Дед был широких взглядов. В Петербурге, где жила его постоянно увеличивавшаяся семья, вся прислуга была наемная, так как дед не хотел иметь дворовых крепостных и к крестьянам относился всегда доброжелательно и гуманно. Когда начались реформы Александра II, дед был выбран землевладельцами Пермской губернии депутатом в знаменитый комитет по освобождению крестьян и тогда чаще и дольше живал в Петербурге, где у Дягилевых был на Фурштатской улице большой дом с флигелями; дом был трехэтажный, и два этажа занимала в нем семья Дягилевых.

Павел Дмитриевич оказался прекрасным хозяином, и при его умелом управлении, после перестройки и оборудования винокуренных заводов, дела пошли блестяще, и дед из очень состоятельного человека превратился в богача».

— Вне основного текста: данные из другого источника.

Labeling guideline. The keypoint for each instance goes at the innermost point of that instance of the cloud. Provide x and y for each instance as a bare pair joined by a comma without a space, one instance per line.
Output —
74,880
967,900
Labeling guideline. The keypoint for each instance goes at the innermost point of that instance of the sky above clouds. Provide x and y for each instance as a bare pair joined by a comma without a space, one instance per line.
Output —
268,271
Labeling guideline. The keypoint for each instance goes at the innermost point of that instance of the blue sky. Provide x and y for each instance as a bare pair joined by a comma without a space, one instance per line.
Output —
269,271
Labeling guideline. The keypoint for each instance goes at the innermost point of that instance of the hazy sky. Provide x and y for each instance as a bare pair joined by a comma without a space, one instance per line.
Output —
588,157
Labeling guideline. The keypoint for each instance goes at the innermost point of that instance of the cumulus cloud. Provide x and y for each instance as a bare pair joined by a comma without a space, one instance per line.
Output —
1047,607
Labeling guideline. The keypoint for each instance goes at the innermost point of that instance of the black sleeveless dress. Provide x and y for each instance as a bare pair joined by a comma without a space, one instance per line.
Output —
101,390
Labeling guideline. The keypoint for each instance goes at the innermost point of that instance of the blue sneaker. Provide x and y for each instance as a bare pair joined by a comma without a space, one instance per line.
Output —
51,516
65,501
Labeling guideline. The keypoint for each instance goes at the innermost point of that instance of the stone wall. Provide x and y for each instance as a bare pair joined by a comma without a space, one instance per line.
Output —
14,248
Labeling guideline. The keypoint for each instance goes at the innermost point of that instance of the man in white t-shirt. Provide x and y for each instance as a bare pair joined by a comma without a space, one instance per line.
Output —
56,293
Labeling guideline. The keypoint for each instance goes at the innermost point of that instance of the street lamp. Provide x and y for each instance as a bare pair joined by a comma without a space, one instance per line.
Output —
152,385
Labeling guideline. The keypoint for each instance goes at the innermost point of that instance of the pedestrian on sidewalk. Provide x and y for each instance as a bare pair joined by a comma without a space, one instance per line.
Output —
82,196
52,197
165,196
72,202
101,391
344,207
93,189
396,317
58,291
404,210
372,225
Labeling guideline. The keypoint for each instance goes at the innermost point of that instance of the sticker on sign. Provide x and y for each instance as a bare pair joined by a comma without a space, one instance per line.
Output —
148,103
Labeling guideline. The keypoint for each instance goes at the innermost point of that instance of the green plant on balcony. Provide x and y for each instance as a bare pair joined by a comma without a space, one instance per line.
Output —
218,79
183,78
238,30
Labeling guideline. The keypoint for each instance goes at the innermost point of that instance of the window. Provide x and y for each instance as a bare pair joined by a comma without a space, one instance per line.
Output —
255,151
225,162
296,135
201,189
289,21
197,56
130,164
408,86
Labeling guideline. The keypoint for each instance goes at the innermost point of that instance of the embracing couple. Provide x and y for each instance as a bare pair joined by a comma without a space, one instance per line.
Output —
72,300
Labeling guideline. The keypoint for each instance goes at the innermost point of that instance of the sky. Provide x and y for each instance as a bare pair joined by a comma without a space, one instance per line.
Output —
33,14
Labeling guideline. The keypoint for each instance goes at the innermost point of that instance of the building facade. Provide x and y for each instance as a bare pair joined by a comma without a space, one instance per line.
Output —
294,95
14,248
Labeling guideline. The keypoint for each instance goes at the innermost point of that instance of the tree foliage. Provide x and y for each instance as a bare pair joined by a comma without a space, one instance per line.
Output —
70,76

Но чем больше П. Д. Дягилев богател, тем меньше начинал ценить богатство и вообще земные блага. Он сблизился с монахами, и его жена обвиняла их в перемене, происшедшей с ним: «Они ему вбили в голову, – говорила она, – что не надо иметь никакой привязанности к земле. Он, кажется, бедный, и сам этому не рад, видно, как он борется с собой, потому что от природы добр и имеет любящее сердце».